Fiction logo

The Mermaid's Treasure

When Maltese mermaids clash with modern day technology

By Samantha Wood Published 4 years ago 11 min read

Deep under the ocean’s surface, the flame flickers.

Its wick has long since burnt away, the wax that once held it high now a pool beneath it. It is surrounded by the sea and buffeted by the tides.

Yet still, it burns on.

Algae creeps across the stone altar it rests upon. Once fine cloth trappings, reverently threaded with gold, lay upon the rock, but time has claimed them too. In the nave above, The Mother, delicately rendered in stained glass, mournfully looks out across her missing congregation. Overgrown fingers of seaweed caress the cheeks of the cherub in her lap. Next to her, a knight astride a white horse is frozen in motion, brandishing his sword at nothing but the small fish who dare to venture close.
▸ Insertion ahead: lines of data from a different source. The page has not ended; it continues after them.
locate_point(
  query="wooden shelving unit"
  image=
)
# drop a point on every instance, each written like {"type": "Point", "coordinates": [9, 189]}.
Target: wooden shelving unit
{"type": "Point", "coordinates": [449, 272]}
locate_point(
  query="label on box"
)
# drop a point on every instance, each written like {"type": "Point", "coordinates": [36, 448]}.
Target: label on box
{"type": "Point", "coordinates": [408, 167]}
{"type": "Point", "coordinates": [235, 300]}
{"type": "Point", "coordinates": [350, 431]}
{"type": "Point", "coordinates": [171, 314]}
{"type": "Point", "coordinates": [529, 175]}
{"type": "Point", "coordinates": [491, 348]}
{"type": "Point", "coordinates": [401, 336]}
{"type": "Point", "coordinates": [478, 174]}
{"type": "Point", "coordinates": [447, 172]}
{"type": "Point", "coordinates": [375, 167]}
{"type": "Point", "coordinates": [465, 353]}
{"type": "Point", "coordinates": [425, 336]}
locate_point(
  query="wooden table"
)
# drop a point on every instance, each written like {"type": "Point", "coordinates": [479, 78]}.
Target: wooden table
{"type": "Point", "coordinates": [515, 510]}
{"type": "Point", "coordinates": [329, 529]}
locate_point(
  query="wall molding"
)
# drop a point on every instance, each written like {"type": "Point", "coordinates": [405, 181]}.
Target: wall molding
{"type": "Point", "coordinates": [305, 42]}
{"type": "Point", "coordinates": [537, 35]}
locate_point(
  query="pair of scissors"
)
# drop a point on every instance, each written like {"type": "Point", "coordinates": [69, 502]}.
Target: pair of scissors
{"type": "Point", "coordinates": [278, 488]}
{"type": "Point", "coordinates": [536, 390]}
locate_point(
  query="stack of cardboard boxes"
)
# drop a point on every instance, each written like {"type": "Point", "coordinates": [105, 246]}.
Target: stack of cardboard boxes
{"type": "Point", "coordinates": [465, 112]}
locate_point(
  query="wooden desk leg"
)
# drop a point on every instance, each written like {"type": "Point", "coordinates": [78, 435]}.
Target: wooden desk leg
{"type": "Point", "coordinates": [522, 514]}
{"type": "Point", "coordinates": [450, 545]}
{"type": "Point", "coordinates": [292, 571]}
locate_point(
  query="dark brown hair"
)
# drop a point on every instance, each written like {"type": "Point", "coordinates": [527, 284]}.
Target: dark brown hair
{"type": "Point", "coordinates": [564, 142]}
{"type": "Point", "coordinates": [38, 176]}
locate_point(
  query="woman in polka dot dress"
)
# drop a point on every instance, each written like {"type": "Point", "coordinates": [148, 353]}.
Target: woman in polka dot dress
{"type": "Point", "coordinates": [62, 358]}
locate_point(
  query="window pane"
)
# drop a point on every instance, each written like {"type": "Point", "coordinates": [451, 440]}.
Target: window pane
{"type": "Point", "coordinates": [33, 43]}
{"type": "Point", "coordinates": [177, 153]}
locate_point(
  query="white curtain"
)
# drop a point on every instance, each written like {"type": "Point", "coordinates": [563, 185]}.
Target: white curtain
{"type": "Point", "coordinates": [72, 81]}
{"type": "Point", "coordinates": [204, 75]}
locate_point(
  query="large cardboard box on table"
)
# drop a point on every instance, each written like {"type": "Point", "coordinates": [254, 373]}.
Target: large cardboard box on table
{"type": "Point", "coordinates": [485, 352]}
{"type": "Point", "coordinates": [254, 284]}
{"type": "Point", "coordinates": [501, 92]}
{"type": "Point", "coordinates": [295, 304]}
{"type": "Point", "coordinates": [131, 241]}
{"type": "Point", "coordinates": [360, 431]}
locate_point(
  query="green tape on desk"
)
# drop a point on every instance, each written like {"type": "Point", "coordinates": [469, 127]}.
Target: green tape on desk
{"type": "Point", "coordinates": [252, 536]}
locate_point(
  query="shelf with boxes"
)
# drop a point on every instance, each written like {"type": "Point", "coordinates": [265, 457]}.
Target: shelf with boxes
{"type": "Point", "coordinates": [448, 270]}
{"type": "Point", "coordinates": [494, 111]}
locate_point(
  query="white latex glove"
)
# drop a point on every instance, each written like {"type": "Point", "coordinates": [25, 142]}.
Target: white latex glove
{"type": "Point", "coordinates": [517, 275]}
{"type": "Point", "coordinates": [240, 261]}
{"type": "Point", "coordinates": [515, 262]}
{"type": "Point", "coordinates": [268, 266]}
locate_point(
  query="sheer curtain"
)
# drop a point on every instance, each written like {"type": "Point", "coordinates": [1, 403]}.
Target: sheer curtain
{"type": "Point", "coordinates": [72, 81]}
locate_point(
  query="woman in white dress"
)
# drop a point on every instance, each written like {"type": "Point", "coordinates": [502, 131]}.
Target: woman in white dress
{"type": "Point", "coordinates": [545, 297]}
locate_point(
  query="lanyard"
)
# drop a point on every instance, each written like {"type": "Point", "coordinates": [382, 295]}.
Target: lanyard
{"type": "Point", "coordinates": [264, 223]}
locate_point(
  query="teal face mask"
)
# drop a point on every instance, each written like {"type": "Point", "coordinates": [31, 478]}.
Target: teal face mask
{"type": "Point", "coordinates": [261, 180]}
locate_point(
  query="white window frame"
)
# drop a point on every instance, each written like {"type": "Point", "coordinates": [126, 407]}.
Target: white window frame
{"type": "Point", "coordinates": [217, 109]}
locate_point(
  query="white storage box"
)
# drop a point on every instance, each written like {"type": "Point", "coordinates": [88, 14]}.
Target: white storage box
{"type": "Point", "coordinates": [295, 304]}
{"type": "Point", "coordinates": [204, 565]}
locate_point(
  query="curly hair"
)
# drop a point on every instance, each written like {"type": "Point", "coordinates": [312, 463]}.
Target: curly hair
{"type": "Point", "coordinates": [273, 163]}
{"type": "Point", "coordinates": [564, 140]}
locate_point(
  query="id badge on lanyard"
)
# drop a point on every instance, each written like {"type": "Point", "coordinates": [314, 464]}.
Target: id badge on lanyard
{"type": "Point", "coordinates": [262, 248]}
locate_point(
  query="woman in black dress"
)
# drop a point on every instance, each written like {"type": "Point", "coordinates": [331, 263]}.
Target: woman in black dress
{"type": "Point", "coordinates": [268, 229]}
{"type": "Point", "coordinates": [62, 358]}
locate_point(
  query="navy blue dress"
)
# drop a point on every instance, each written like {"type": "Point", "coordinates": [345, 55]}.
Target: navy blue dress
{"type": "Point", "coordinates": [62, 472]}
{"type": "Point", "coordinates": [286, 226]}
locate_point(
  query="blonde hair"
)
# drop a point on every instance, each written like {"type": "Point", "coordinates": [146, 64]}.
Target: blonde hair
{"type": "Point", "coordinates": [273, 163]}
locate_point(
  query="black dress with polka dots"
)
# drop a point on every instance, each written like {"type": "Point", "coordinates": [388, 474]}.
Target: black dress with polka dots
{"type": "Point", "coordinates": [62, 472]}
San Mitri. Once a hero, now forgotten.

The hard oak of the church’s wooden pews held out for hundreds of years, but now, even they too have given in to time’s call. Towering stone walls stand empty.

Empty - except for one.

Alone the skeleton kneels, bony hands pressed together in prayer. Engaged in a holy battle, a battle remembered in nothing but fragmented myth. Her bones have long kept her kind safe. For a thousand years the skeleton has kneeled, its only adornment the rosary wrapped around its fingers, its silent prayer the only fuel to the single tremouring flame.

A wail shatters the silence. Keening cries cascade through the currents.

A lone sirena.

Twin flippers thrash as the sirena whirls, whipping the water into a frenzy of murky bubbles. With a snap, she halts high above the church. Pauses. Prepares herself. Then, breathing deeply, gills fanning out, she plunges downwards.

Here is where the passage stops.